Apply techniques more appropriate for causal inference using observational data and evaluate impact on results in realistic scenarios.
Seek out and analyse data from “natural experiments” involving exogenous variations in contextual characteristics over time, geographic regions, or other well-defined contexts such as workplaces or schools.
Develop methodologic approaches that (1) examine dependencies between groups (such as spatial dependencies) and their sources more broadly; and (2) allow for and explore reciprocal relations and feedback loops between individuals and contexts.
Contrast multilevel statistical models (or regression models generally) and complex systems models in the study of multilevel effects.

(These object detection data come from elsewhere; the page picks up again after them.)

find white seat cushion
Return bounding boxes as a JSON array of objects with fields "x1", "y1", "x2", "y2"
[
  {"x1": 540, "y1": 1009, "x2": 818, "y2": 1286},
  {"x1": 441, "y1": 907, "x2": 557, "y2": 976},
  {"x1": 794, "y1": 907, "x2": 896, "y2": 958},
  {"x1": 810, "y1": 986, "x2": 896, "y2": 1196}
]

Like other regression models used in epidemiology, multilevel models model health outcomes as a function of “independent” variables. They implicitly assume that these effects can be isolated from each other and do not allow for feedback loops or reciprocal interactions between groups and individuals, or between outcomes and predictors. In so doing, they simplify a process that occurs within a complex system. For example, they allow for the fact that neighbourhood features affect individuals but do not allow for the feedback mechanisms through which individuals shape neighbourhood features. Recent interest in applications of systems approaches to health33 34 has highlighted the potential utility of methods such as agent-based models or dynamic systems models in understanding the determinants of health.35 36 Applications of these approaches to multilevel questions, and research that contrasts the insights obtained from multilevel models and systems models would be important contributions to the field.
Ten years is not a long time. And yet in this relatively short period multilevel analysis has become a mainstream technique, to the point where it is used quite extensively, and even in situations where, strictly speaking, it is not necessary and simpler methods would suffice. The great contribution of multilevel analysis has been as a promoter of multilevel thinking and of the development and testing of multilevel questions in epidemiology. This is no small contribution. But it is important to return to the basic questions that motivated multilevel analyses and think of what modifications or complementary techniques are necessary to address these questions, so that the method will not become an end in itself but rather a tool, which together with other tools, will help us comprehend complex aspects of the world we want to understand, intervene on, and change in order to improve health.